Serien
Moderator: Q-Marine
Mittlerweile ist seit seit kurzem die dritte Stargate-Serie, "Stargate Universe", in den USA angelaufen (wer nicht weiß um was es dort geht, hier kann man's in kompakter Form nachlesen). Ich habe mir den Piloten und die ersten zwei Folgen angesehen und bin bis jetzt eigentlich recht zufrieden damit, was bisher gezeigt wurde. Die beiden Vorgängerserien "Stargate SG-1" und "Stargate Atlantis" habe ich seit ihrer Erstausstrahlung (SG-1 die dt., bei Atlantis allerdings ebenfalls zuerst die US-Folgen) bis zum Schluß angeschaut, dennoch finde ich es gut, dass man mit Universe versucht das Franshise zu modernisieren. Atlantis war seinerzeit im Grunde ja nur eine Kopie von SG-1 mit ähnlichen Charakteren und Geschichten, Universe, soweit man das bis jetzt beurteilen kann, geht da scheinbar einen anderen Weg.
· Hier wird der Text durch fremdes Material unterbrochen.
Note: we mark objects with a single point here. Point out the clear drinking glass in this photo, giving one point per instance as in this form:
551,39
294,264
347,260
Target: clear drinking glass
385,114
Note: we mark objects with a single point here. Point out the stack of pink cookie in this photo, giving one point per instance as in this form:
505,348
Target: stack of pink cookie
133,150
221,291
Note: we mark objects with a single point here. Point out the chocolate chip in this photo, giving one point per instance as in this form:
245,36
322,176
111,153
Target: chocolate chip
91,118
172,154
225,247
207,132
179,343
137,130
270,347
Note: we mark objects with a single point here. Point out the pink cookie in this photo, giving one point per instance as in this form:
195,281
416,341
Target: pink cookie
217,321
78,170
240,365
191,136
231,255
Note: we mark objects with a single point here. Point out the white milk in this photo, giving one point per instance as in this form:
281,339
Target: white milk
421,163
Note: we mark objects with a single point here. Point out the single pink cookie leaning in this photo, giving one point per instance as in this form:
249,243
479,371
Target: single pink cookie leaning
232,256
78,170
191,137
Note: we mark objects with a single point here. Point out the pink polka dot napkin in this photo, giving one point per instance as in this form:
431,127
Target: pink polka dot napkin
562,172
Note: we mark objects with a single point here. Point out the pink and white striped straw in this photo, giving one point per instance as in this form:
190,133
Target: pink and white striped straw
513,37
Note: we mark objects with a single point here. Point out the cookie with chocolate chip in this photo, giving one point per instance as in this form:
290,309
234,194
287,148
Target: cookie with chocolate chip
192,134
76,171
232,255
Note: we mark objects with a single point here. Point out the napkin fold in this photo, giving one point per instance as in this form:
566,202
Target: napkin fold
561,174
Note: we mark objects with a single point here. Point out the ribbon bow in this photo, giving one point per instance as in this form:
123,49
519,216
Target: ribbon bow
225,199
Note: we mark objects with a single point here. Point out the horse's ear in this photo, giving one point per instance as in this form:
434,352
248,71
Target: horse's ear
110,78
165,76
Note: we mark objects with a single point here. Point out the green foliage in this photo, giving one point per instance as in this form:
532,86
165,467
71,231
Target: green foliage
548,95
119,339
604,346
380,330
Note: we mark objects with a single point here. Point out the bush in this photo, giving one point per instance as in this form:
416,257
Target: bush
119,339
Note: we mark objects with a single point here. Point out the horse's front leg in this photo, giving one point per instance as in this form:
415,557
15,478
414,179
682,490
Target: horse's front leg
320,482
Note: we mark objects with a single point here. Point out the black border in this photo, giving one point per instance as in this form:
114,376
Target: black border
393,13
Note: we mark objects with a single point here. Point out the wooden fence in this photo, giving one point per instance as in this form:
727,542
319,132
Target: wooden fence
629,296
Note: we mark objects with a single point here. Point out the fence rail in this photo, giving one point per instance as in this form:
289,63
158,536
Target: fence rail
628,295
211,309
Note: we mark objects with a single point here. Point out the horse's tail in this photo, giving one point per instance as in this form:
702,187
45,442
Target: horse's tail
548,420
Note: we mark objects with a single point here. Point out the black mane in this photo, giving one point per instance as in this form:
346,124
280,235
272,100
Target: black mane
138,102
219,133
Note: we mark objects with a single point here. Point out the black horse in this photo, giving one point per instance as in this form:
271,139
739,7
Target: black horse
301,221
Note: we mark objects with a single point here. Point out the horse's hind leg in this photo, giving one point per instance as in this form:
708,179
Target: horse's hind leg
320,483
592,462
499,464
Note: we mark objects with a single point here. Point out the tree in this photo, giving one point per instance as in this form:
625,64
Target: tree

Besonders erfreulich finde ich es, dass man mit Justin Louis und vor allem Robert Carlyle zwei Schauspieler engagiert hat, die imo schon mal mehr zu bieten haben, als die Darsteller der anderen beiden Serien, die man vorher eigentlich noch gar nicht kannte (Richard Dean Anderson mal ausgenommen, der btw. in SG Universe doch etwas moppeliger wirkt, als in früheren Zeiten
). Ich hoffe, dass man bei Universe den zusammenhängenden Storyverlauf so beibehalten wird, da man imo nur so die Chance hat auch eine vernünftige Geschichte zu etaplieren (Einzelepisoden, die nur einen groben Zusammenhang haben, sind bei Science-Fiction-Produktionen im Serienbereich meiner Meinung nach sowieso schon längere Zeit out of date). Einzig dass Crew der Destiny mit Hilfe der Steine noch mit der SG-Zentrale kommunizieren kann, find ich bisschen blöd, komplett abgeschottet wäre es durchaus interessanter. Bin aber mal gespannt, ob demnächst auch neue (dauerhafte) Gegner auftauchen werden, die es zu bekämpfen gilt, oder ob sich die Serie weiterhin mehr auf die Konflikte/Probleme innerhalb der Mannschaft bzw. mit dem Schiff konzentrieren wird.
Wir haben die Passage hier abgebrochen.